At the break of early morning, the sight of an up-turned roach in a cereal bowl requires more than I am made of.
There it was, on its back with its nasty little legs kicking the last life of night as dawn spilled through the window. The bowl had a splash of water in it, and that oasis was surely the lure that drew the creature from whence it came.
Drawing the bowl up from the sink slowly, I carried it at arm's length to the bathroom, where I dumped its contents into the toilet. Watching vindictively, I flushed the demon down and was transfixed by its protestations and wriggling.
The act of execution left me feeling no better.
Walking back to the kitchen, I scanned the floor for further signs of intrusion, and that's when it really came to me. Our environs are filled with cracks, holes and crevices that offer open transport to any enterprising insect.
The thought is maddening.
Entomophobia is the fear of insects, but roaches lack their own specific phobia unlike the legendary spiders. Those spiders can be lauded for the amazing construction of their webs, marveled at for the beauty of their creation and the function of its form. Roaches have no such redeemable qualities. Their indestructible bodies only add to the fear they generate without giving anything close to an enduring quality.
The technical term for those that invade our living spaces is peridomestic, meaning that they live indoors sometimes and outdoors the rest. Try as we may, keeping these pests outside full-time seems impossible. Roaches can fit through a 1/16-inch crack in a baseboard or wall outlet, so the very idea of caulking every crack in your living space would lead to an obsessive-compulsive disorder in addition to the entomophobia you already have.

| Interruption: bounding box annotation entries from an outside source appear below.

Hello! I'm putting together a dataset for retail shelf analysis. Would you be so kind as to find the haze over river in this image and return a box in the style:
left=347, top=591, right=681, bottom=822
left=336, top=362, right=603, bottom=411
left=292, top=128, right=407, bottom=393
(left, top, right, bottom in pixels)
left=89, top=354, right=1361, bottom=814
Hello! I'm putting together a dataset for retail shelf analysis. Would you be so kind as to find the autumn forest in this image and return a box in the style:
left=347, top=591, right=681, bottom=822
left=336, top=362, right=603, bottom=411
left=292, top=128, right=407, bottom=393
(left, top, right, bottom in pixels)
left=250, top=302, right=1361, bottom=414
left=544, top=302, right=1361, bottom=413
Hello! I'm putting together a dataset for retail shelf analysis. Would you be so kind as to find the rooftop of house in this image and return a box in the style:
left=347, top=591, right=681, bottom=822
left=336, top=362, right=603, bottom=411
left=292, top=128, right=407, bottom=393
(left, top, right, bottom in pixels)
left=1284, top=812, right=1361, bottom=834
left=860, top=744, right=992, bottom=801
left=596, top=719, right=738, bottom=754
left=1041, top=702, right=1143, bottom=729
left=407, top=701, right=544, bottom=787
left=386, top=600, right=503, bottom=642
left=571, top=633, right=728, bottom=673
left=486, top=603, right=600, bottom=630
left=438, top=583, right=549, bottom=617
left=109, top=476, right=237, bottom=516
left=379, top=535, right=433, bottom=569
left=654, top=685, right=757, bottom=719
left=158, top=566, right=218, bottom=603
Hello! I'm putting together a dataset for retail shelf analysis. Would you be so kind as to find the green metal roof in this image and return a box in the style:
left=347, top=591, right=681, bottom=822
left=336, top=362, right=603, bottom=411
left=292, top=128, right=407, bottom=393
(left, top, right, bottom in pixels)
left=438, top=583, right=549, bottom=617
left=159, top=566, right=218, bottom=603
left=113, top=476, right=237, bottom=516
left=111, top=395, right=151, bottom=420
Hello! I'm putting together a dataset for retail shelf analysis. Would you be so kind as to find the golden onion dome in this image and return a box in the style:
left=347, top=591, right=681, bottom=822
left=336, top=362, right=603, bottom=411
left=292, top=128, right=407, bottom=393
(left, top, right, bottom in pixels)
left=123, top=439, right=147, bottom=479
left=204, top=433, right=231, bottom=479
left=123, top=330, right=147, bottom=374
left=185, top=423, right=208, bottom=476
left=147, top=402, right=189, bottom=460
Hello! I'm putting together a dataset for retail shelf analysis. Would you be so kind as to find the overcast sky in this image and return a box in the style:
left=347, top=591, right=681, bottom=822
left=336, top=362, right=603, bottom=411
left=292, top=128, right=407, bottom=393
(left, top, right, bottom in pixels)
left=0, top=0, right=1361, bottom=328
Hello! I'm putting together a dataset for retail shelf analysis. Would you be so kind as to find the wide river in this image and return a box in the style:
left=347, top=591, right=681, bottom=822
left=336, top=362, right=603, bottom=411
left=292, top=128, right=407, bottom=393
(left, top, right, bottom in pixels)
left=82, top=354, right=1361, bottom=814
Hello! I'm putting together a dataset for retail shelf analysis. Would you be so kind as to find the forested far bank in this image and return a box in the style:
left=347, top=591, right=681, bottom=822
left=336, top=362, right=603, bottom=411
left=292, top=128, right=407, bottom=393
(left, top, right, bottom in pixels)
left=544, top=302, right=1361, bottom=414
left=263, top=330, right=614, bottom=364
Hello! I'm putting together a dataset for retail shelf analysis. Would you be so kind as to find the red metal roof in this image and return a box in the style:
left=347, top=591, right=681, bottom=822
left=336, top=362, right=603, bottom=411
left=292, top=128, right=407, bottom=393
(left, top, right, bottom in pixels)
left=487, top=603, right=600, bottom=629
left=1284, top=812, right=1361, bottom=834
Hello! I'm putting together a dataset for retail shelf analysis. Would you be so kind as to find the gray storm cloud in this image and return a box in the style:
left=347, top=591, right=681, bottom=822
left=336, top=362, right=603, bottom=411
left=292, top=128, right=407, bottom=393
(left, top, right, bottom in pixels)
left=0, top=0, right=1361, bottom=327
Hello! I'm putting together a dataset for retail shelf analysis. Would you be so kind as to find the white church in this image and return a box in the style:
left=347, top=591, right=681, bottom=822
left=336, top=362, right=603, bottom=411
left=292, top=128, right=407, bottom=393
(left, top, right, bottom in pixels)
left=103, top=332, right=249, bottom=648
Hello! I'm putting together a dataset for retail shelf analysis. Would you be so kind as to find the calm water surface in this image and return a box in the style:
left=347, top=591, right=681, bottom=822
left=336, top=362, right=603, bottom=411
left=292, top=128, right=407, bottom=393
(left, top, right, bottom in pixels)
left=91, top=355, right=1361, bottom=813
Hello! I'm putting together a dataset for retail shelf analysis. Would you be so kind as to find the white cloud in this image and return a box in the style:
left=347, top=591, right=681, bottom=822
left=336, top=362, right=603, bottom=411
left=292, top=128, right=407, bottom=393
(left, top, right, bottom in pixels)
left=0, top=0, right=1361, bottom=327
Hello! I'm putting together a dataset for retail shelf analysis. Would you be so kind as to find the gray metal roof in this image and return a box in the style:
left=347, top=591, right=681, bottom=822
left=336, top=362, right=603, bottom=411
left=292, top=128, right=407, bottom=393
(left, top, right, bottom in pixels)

Flip on the lights at the wrong moment during the night and you'll have trouble getting back to sleep. I'm beginning to accept this as a fact of life.
Self-diagnosing a neurosis, I've come to accept my lot as a ground-scanner.
Maybe someday I'll be as blind as Mr. Magoo, and I won't have this problem. I'll happily stumble through the house at night, without giving a thought to what might be lurking along the baseboards or behind the water heater.
Down low, in the world of the light-sensitive wall-walkers, they wait for this. They wait for time to force my guard down, for the trusty trigger finger that wraps around the Raid can to loosen its grip. They crawl and mate and slither in the walls, trying to wake me from my sleep with the clicking of a thousand tiny legs.
Call me paranoid, because I am. I'm far more afraid of them than I am of you.